Lembaga Swadaya Masyarakat (LSM) Aliansi Masyakarat Pemerhati Lingkungan Hidup (Ampuh) menggugat pemerintah dan PT Glory Point terkait perusakan lingkungan di Pantai Melur, Kelurahan Sijantung, Kecamatan Galang, Kota Batam. Penggugat yaitu Budiman Sitompul selaku Ketua Dewan Pimpinan Cabang di Batam diwakili oleh Kantor Hukum Amor Lustitia.
Sidang perdana dilaksanakan pada Rabu, 25 Agustus 2021, di Pengadilan Negeri (PN) Batam, Kepulauan Riau. Namun, sidang itu oleh Ketua Majelis Hakim, Dwi Nuramanu diputuskan ditunda karena karena pihak tergugat tidak hadir tanpa adanya pemberitahuan. “Sidang ditunda selama satu bulan ke depan,” katanya.
Sidang lanjutan diagendakan kembali pada Rabu, 22 September 2021 mendatang.

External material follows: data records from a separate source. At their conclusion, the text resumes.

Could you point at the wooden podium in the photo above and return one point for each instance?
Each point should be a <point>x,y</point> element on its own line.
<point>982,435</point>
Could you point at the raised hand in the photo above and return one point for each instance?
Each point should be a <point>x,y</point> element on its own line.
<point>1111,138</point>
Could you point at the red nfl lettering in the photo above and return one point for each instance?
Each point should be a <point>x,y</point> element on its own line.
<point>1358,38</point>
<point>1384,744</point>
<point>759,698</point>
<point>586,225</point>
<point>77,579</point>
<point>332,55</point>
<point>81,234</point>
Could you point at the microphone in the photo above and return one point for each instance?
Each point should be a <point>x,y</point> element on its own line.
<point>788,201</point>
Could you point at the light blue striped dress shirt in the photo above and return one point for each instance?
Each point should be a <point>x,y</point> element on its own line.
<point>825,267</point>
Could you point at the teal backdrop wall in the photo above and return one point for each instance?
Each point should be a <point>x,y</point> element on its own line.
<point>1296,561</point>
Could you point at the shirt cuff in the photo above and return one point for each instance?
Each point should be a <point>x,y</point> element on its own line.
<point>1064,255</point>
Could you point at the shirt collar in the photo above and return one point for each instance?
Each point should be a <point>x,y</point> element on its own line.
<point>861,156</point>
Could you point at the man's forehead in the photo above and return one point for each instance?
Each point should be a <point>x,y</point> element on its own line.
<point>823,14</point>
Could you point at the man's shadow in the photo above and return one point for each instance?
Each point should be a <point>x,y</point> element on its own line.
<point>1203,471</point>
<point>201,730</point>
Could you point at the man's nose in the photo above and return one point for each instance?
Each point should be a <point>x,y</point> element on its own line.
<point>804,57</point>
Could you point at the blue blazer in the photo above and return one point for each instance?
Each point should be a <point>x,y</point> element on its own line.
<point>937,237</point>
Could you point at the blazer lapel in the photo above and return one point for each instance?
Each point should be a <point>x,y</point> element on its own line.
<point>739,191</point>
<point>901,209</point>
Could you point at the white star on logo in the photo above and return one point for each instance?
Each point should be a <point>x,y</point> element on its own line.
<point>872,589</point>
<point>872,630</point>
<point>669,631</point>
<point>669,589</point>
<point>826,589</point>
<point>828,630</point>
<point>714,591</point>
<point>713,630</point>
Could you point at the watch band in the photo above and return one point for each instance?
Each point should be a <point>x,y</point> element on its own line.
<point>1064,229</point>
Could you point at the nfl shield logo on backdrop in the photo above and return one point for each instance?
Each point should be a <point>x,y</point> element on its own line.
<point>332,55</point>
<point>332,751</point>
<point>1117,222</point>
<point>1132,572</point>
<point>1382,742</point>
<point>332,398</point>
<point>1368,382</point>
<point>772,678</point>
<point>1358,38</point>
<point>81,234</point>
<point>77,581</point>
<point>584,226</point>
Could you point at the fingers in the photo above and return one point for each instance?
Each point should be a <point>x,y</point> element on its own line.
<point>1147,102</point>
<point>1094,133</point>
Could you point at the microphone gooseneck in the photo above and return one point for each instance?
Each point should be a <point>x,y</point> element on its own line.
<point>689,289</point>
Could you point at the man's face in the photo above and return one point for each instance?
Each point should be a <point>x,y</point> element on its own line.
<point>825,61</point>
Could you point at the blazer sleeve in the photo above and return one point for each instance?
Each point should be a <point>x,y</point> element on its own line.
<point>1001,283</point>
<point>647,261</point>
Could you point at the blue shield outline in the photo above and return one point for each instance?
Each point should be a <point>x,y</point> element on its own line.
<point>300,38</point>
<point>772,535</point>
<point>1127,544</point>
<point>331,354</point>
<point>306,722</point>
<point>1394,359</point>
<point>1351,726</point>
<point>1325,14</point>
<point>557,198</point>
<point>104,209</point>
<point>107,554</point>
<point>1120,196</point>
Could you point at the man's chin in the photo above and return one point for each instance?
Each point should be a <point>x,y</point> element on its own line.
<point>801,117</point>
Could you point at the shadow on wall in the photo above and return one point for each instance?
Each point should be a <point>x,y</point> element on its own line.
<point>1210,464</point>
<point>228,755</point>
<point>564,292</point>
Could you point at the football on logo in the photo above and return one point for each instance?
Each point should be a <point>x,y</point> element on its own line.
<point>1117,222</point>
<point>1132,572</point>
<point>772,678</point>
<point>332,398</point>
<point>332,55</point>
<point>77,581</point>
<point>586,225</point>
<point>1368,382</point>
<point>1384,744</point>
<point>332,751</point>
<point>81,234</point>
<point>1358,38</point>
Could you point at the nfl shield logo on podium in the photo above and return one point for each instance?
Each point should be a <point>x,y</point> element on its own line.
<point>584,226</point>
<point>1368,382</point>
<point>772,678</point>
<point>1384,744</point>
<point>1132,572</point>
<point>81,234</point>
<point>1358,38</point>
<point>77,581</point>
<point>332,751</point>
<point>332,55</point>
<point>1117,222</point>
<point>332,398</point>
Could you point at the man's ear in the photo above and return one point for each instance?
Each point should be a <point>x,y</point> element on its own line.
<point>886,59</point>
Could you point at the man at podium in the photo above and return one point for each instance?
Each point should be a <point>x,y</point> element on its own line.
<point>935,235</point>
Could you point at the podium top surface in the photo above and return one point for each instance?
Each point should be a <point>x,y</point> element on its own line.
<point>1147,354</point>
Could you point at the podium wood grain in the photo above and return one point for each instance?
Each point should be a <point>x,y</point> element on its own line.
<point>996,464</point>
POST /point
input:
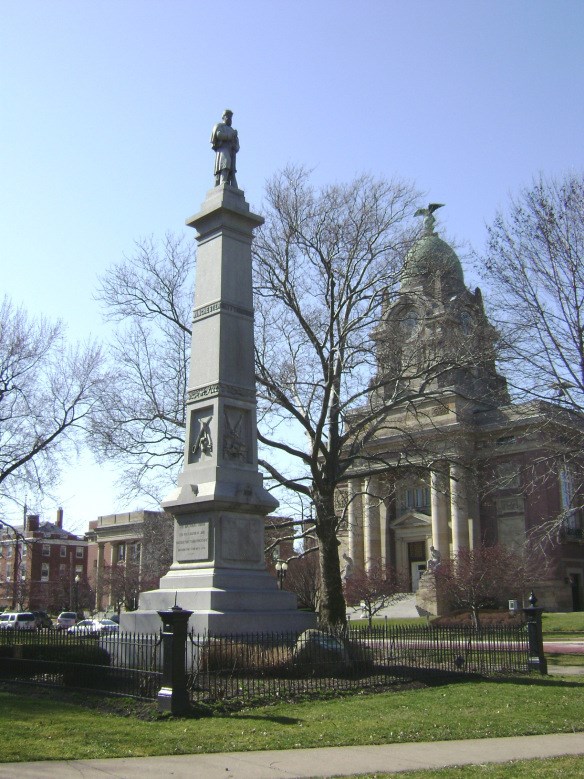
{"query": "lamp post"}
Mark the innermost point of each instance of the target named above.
(76, 593)
(281, 568)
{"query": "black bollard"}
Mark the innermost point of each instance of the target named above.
(536, 659)
(173, 695)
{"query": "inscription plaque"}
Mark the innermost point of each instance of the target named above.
(192, 542)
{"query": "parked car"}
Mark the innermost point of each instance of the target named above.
(87, 627)
(93, 627)
(42, 620)
(17, 620)
(66, 619)
(109, 626)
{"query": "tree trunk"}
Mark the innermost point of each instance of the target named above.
(333, 613)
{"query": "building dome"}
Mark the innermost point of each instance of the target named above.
(431, 256)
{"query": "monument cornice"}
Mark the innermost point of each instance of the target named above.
(221, 388)
(220, 305)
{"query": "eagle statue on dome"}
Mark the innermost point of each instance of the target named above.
(429, 218)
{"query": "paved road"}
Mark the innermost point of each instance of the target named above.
(307, 763)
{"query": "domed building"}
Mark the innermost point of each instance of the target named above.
(454, 463)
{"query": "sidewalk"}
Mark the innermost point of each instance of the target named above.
(307, 763)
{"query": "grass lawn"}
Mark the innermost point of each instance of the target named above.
(563, 625)
(469, 709)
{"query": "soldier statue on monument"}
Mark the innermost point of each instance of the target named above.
(225, 144)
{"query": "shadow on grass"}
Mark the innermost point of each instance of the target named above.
(429, 678)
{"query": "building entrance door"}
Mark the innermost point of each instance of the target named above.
(417, 570)
(575, 585)
(417, 559)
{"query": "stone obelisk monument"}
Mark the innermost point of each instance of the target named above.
(220, 503)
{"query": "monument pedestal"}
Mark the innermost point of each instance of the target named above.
(220, 503)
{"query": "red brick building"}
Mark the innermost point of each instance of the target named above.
(43, 567)
(459, 463)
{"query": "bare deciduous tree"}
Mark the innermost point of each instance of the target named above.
(485, 577)
(141, 417)
(375, 589)
(324, 260)
(535, 267)
(48, 391)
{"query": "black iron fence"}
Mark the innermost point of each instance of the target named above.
(273, 666)
(116, 663)
(263, 666)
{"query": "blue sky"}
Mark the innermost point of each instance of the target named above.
(107, 109)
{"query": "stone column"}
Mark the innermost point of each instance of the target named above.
(355, 522)
(439, 505)
(458, 508)
(371, 532)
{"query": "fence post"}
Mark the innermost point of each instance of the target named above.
(173, 695)
(536, 659)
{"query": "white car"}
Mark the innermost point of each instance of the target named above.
(87, 627)
(17, 620)
(93, 627)
(66, 619)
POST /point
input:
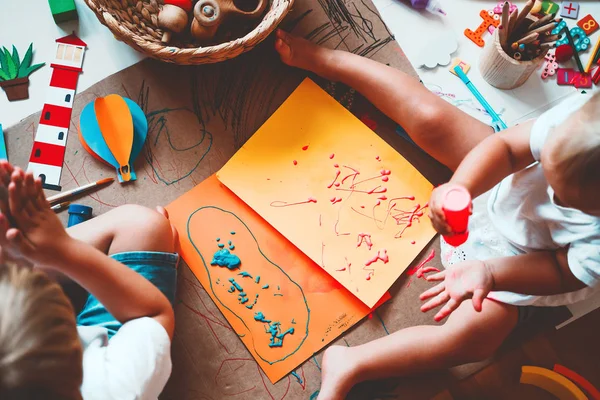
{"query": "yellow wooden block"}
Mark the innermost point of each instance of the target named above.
(551, 382)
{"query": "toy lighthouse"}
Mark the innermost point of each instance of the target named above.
(50, 142)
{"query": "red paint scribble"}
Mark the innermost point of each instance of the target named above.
(337, 175)
(381, 255)
(286, 204)
(364, 238)
(419, 268)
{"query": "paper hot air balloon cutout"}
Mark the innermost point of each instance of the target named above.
(113, 129)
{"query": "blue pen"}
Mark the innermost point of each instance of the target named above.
(497, 122)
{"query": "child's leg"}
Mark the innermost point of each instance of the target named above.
(127, 228)
(442, 130)
(467, 336)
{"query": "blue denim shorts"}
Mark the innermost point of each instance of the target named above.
(159, 268)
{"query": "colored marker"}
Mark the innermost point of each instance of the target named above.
(497, 122)
(74, 192)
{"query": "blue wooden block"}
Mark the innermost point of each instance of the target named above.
(569, 9)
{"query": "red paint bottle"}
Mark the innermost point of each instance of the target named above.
(457, 208)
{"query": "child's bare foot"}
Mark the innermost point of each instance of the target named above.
(299, 52)
(38, 234)
(337, 374)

Selama itu pula akan dilakukan pemanggilan kembali para tergugat, yakni PT. Glory Point, Kementerian Lingkungan Hidup, Pemerintah Kota Batam dan BP Batam sebagai tergugat II, dan Dinas Lingkungan Hidup Kota Batam sebagai tergugat III.

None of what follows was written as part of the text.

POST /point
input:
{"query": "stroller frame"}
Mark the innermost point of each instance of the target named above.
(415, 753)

LSM Ampuh, melalui kantor hukum Amor Lustitia yang diwakili Allingson Simanjuntak dan Darma Simarmora, mengatakan bahwa pihaknya sudah menyurati dan mensomasi PT Glory Point, tetapi tidak ditanggapi. Perusahaan properti itu diduga melakukan pelanggaran dalam kegiatan mereka di Pantai Melur Barelang, sementara pemerintah membiarkannya.
“Dengan absennya pihak PT Glory Point, boleh dikatakan kalau poin-poin pelanggaran yang mereka lakukan benar adanya,” kata dia.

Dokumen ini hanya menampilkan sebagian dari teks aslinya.